MMA heißt Mixed Martial Arts, ist in den letzten 10 Jahren immens beliebt geworden – nicht nur bei Sportlern, sondern vor allem bei Rechtsradikalen und Neonazis. Jetzt hat Autor Robert Claus zusammen mit Kollegen eine Studie zu dem Thema veröffentlicht. Ergebnis: Kampfsport ist auf keinem guten Weg. Eher im Gegenteil.

Von: Sammy Khamis

Stand: 25.09.2019

Mma Kämpfer in Abu Dhabi  | Bild: picture-alliance/dpa

Zündfunk: Du schreibst in einer Studie dass eine Professionalisierung der rechten Szene sich auch am Beispiel des Kampfsport zeigt - wo sieht man das?

Robert Claus: Man kann unter Professionalisierung zwei Dinge verstehen: Das eine ist die Verberuflichung, und wir sehen tatsächlich Neonazis, die mittlerweile davon leben entweder Gyms zu betreiben oder eigene Kleidungslabel zu betreiben. Das zweite ist: Professionalisierung als qualitativer Prozess und da sehen wir, dass diverse extrem rechte Hooligans auf den Besten-Ranglisten beim Kickboxen und den Mixed Martial Arts mittlerweile in Deutschland rangieren. Das spricht ja auch für ein gehobenes Niveau ihres Kampfsport-Trainings. Insofern hat sich die Gewalt qualitativ professionalisiert. Aber in jeder Krise liegt eine Chance, Sportpolitik und Kampfsportverbände können sich des Themas jederzeit aktiv annehmen.

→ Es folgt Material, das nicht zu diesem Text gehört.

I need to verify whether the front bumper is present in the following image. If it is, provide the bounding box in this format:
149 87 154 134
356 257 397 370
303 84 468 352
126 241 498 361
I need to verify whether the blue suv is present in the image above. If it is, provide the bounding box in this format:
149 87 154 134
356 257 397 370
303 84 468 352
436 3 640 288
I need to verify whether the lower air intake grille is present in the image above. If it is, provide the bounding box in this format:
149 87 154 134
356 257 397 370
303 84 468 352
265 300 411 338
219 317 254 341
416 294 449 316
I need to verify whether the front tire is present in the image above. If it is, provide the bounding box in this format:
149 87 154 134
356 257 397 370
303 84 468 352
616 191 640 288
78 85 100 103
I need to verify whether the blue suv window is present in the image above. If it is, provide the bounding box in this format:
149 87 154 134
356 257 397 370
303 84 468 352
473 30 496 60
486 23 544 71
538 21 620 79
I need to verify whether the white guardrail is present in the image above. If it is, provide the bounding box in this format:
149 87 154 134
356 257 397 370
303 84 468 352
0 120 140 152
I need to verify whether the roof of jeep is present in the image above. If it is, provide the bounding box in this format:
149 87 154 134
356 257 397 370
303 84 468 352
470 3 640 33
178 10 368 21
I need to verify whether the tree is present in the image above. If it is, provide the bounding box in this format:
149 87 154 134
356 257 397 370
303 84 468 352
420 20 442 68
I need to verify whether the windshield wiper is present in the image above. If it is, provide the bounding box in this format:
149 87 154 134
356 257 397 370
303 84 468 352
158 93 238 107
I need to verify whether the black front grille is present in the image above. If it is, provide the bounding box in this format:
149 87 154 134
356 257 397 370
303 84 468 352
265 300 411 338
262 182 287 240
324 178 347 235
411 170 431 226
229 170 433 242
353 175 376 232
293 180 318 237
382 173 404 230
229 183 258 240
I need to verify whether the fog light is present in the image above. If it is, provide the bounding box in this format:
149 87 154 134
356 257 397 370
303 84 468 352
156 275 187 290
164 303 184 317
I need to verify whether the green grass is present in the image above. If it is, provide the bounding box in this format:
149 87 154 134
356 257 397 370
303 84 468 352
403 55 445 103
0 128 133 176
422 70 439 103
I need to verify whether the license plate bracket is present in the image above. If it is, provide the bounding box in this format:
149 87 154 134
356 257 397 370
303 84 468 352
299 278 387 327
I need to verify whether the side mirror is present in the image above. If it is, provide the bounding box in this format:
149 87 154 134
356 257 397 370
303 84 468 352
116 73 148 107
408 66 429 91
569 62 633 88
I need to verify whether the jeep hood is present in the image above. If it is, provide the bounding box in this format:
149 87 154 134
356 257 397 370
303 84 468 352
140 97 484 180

Wo haben wir im letzten Jahr, oder in den letzten zwei Jahren gesehen, dass Kampfsportler MMA-Kämpfer oder Techniken aus der MMA angewandt wurden?

Robert Claus: An verschiedenen Orten. Man kann sich zum Beispiel die Geschichte des Imperium Teams aus Leipzig angucken, dessen Kämpfer zum Teil aus der rechten Hooligan-Szene bei Lokomotive Leipzig kommen. Von dem mehrere Kämpfer offensichtlich beteiligt waren am Angriff auf Leipzig Connewitz im Januar 2016. Mindestens eine Person, die dort im Imperium Fight Team trainiert, wurde auch diesen Sommer in Mallorca festgenommen, weil sie einen schwarzen Türsteher fast zum Krüppel geschlagen haben.

Die Liste rechter Gewalttaten, die von Mitgliedern oder zumindest Menschen, die bei Imperium Fight Team trainieren begangen wurden, ist extrem lang. Man kann genauso gut nach Cottbus oder Chemnitz gucken. Im Raum Cottbus war ja das "Kickbox-Team Cottbus" für die rechte Hooligan-Szene immer sehr wichtig. Auch dort gab es große Schnittmengen.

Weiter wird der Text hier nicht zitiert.